Train Test Split#
A train-test split is a technique used to evaluate the performance of a machine learning model. It involves dividing a single dataset into two separate subsets: one to train the model and one to test it.
To apply that first you need to define your target and feature variables.
# features are X, that affect target y
X = df.drop(columns=["target variable"]) # everything other than target
y = df["target varible"] # target variable itself
Before that you need to have DataFrame, whih we have defined as df. Additionally, you can exclude more than 1 variables for X, so it it does not have to be only target variable. The other features that are higly coorelated with target varaible indeed should not be added. Data Leakage Prevention: Excluding features that exhibit an artificially high correlation with the target variable prevents the model from relying on proxy targets. This ensures the model generalizes accurately to genuine, unseen production data.
Note
train test split is added from sklearn.model_selection
Let’s load our dataset and then implement the train test split.

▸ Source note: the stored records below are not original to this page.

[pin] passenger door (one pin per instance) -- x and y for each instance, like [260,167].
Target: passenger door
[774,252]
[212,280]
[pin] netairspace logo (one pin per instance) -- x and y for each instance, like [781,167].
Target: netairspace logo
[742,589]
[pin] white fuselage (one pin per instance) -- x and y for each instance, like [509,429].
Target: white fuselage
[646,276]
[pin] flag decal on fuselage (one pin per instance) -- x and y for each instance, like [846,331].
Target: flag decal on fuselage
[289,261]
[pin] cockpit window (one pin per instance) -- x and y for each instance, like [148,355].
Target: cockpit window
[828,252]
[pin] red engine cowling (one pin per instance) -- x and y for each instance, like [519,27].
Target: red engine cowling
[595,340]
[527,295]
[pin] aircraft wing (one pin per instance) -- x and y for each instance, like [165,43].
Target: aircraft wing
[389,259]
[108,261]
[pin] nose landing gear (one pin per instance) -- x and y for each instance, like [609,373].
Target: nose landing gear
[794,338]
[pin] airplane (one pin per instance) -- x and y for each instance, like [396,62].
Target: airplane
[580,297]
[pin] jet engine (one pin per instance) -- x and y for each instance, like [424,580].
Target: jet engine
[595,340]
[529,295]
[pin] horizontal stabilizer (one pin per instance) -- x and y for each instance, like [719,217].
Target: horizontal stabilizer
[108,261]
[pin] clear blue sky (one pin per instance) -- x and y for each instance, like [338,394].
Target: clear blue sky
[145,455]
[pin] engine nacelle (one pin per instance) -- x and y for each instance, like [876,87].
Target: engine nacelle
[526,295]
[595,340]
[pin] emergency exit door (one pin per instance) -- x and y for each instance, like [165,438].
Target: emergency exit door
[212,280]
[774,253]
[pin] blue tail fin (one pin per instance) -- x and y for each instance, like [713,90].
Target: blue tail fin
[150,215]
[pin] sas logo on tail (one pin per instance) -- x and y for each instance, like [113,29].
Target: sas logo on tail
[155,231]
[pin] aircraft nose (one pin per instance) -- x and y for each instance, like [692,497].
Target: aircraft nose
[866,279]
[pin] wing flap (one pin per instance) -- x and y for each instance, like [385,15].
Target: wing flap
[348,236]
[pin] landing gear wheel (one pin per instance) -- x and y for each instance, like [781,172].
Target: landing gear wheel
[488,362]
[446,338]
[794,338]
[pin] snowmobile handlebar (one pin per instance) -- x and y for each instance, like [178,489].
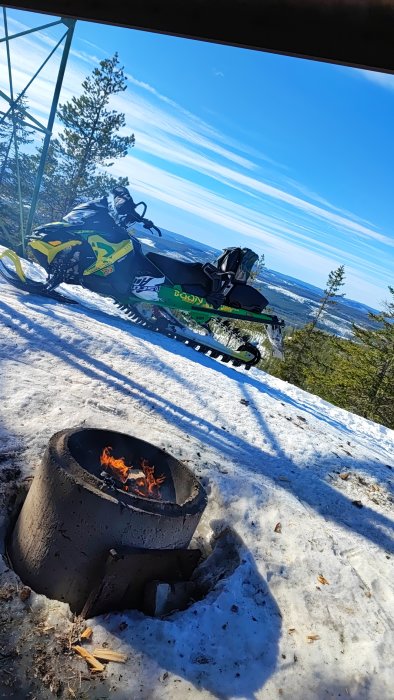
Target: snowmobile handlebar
[150,225]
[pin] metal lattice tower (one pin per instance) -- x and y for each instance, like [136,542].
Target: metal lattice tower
[16,114]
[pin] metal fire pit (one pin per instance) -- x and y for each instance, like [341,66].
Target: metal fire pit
[71,518]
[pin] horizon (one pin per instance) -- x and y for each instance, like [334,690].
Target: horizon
[304,181]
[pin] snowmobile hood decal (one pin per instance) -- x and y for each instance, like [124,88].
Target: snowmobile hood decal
[106,252]
[50,250]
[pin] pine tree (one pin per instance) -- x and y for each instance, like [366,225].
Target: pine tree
[374,365]
[307,348]
[14,161]
[89,143]
[336,280]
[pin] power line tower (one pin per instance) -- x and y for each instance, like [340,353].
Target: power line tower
[16,118]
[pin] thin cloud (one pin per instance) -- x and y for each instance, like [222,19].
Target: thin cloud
[384,80]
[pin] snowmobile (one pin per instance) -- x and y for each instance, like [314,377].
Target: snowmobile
[88,248]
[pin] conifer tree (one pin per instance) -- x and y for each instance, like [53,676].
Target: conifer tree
[89,143]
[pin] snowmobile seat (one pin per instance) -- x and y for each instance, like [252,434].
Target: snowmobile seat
[243,296]
[179,272]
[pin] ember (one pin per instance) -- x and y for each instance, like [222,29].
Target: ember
[140,481]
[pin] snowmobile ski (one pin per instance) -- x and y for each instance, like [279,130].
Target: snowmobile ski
[31,286]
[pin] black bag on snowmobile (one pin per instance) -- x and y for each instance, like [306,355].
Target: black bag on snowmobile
[240,261]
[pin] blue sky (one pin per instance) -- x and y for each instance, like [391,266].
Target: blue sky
[290,157]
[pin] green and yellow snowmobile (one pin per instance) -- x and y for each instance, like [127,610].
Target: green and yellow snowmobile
[89,249]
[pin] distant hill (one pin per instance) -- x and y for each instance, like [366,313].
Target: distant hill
[290,298]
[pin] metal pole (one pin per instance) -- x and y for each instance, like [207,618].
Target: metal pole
[18,178]
[44,152]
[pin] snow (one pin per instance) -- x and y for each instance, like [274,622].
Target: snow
[275,458]
[288,293]
[148,242]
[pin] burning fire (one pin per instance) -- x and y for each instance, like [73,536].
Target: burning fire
[141,481]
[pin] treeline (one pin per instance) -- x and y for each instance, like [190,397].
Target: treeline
[356,373]
[92,138]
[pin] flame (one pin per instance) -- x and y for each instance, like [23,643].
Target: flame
[116,466]
[146,486]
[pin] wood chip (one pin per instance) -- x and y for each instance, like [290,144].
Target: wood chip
[312,637]
[108,655]
[87,633]
[97,667]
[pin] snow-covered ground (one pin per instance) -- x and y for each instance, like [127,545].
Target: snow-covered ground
[269,453]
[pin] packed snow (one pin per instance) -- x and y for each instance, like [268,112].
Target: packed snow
[301,489]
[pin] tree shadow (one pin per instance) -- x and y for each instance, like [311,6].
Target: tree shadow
[307,483]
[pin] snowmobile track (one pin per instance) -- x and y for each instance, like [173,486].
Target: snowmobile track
[137,318]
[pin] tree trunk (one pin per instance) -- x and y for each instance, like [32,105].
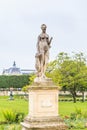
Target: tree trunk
[74,96]
[83,97]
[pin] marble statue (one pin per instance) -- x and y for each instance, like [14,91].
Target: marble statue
[42,54]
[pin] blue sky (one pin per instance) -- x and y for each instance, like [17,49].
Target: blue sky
[20,22]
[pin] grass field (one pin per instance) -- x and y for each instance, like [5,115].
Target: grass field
[21,105]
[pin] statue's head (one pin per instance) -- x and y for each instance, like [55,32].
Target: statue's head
[43,27]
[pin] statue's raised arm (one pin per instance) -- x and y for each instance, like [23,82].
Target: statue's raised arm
[42,55]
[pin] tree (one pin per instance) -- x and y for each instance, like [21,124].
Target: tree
[68,71]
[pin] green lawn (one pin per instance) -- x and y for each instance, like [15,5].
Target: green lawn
[65,108]
[21,105]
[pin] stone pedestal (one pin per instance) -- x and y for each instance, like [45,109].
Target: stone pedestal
[43,108]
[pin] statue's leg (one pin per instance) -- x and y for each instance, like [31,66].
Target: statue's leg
[42,64]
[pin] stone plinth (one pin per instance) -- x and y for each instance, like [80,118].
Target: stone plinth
[43,108]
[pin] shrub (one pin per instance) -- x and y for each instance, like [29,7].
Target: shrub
[12,116]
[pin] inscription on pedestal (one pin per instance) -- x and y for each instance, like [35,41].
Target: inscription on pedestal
[46,103]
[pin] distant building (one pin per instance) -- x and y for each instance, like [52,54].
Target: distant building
[16,71]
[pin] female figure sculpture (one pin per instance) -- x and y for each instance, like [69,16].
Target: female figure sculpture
[42,55]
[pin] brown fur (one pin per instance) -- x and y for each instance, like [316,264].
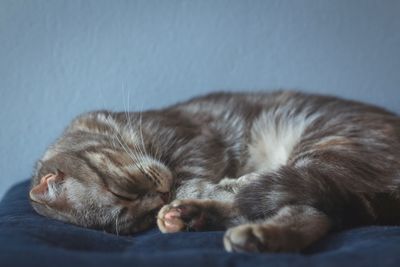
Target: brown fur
[280,170]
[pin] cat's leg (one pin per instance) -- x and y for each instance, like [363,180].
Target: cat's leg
[292,228]
[210,210]
[197,215]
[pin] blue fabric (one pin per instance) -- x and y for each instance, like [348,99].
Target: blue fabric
[28,239]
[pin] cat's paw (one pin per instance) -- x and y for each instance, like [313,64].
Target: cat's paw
[180,215]
[258,238]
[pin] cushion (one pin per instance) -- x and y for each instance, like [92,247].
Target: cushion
[28,239]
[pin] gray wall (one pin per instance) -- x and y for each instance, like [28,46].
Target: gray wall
[60,58]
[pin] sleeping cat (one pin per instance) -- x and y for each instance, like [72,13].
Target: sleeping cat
[277,170]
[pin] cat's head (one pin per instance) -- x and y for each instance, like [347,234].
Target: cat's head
[87,180]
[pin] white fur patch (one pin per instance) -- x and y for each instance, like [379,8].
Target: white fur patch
[272,140]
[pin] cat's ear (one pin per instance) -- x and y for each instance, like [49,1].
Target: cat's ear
[48,189]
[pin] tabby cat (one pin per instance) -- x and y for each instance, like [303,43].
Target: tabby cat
[277,170]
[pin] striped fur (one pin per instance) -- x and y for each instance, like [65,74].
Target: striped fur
[261,163]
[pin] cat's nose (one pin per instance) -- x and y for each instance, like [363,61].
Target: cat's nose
[165,197]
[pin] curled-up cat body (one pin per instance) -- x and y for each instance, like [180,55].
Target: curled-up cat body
[277,171]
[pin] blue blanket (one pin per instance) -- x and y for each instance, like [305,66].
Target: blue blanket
[28,239]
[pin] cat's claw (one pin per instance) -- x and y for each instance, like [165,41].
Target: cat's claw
[180,215]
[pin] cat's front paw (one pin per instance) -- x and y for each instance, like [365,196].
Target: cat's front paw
[180,215]
[259,238]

Data load is done with pandas feature of read_csv.
import pandas as pd
df = pd.read_csv("../data/StudentsPerformance.csv")
df.head(3)
| gender | race/ethnicity | parental level of education | lunch | test preparation course | math score | reading score | writing score | |
|---|---|---|---|---|---|---|---|---|
| 0 | female | group B | bachelor's degree | standard | none | 72 | 72 | 74 |
| 1 | female | group C | some college | standard | completed | 69 | 90 | 88 |
| 2 | female | group B | master's degree | standard | none | 90 | 95 | 93 |
df.columns
Index(['gender', 'race/ethnicity', 'parental level of education', 'lunch',
'test preparation course', 'math score', 'reading score',
'writing score'],
dtype='object')
For this dataset we can merge the math-reading-writing scores under the column name of just *score
df['total_score'] = (df['math score'] + df['reading score'] + df['writing score'])/3
df["total_score"].head()
0 72.666667
1 82.333333
2 92.666667
3 49.333333
4 76.333333
Name: total_score, dtype: float64
Now we can propose our X and y variables.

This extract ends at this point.